Its 13 entries this year included Les Levres gercées, a restrained, well-told two-hander between an unsympathetic mother and her trans child, made by students from supreme Parisian animation school Gobelins. In Toomas Beneath the Valley of the Wild Wolves, also from Miyu, Chintis Lundgren returns to the pink-grey world of horny anthropomorphic animals familiar from her last film Manivald. She sends up both the porn industry and the women’s empowerment movement – always in a spirit of ribald fun. The rowdy Annecy crowd loved it.

Yet the audience award ended up going to Memorable, which also picked up the grand prize. Bruno Collet’s stop-motion weepie about a painter with dementia is competently made, but films like it hit the festival circuit every year. The subjective fragmentation caused by this condition is fertile ground for animators – a canvas for visual experiment. All too often, though, these stories fall prey to a sentimentality that does little justice to dementia’s cruel effects. So it proves with Memorable.

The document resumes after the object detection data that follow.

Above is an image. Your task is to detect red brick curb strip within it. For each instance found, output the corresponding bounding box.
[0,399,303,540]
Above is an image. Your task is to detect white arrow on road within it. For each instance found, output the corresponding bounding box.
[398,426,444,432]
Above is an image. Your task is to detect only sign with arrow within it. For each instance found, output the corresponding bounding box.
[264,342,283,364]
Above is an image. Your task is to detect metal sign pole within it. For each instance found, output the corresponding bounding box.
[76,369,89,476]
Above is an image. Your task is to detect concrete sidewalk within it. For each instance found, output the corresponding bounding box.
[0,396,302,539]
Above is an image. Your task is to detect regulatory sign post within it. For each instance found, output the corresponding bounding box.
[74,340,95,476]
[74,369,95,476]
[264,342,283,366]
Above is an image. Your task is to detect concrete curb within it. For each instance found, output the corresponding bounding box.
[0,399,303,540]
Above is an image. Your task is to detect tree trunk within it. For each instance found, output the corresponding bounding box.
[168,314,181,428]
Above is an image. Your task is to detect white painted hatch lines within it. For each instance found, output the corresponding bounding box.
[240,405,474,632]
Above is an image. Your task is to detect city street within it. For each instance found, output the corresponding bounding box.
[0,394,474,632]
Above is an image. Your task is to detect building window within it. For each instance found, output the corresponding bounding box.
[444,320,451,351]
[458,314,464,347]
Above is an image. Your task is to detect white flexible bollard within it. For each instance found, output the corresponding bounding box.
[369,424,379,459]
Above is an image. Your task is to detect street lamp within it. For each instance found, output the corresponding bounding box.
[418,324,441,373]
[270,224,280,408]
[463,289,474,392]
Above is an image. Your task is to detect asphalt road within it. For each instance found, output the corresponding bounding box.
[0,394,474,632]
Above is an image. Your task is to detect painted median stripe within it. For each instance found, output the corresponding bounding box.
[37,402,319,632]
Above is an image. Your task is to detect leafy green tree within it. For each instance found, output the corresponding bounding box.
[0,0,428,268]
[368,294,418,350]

Far more memorable is the winner of the jury prize, Regina Pessoa’s Uncle Thomas: Accounting for the Days. The Portuguese animator’s exquisite artisanal films about outcasts have made her a festival darling. In Uncle Thomas, she delves into autobiography, paying tribute in stark pencil lines to the reclusive uncle who taught her to draw. Pessoa’s technique has never been in doubt, but here she takes her storytelling to new heights, finding a rich alchemy in the love, madness and distance that characterised their relationship.

Of the 70-odd shorts I saw, the best came right at the end – and it’s about watching screens, no less. And a lot more besides. Movements, by the Korean Jeong Dahee, is a meditation in five parts on the nature of perception, starring a hyperactive dog, a woman and two walking trees. Moving through the narrative at different speeds, these characters foreground animation’s unreliability in depicting the flow of time – a notion complicated by self-reflexive gags about the film’s frame. This may sound drearily theoretical, but Movements is witty and completely surprising, a glorious cap to an exhilarating programme.

Exhilarating for those who got to see it, that is. Annecy audiences complain year in, year out that the festival is too crowded, but this year the strain was palpable. Punters with pricey passes found themselves unable to reserve much at all; queues lasted as long as the screenings themselves. Unlike Cannes, Annecy welcomes people from outside the industry, not least the thousands of students who come every year. If that’s to continue, something has to change.

In the meantime, a spin-off festival, Annecy Asia, is due to be launched in Seoul. This experiment in franchising could relieve pressure on the French event, for a while at least, but at the risk of ghettoising certain countries. Yet even as they complain, the animation crowd might remember what all this ultimately means: their sector is growing, so fast that the notion of one dominant festival may soon seem quaint.

Correction (5 July 2019): the last paragraph of this report mis-reported the likely launch date of Annecy Asia. This has now been amended.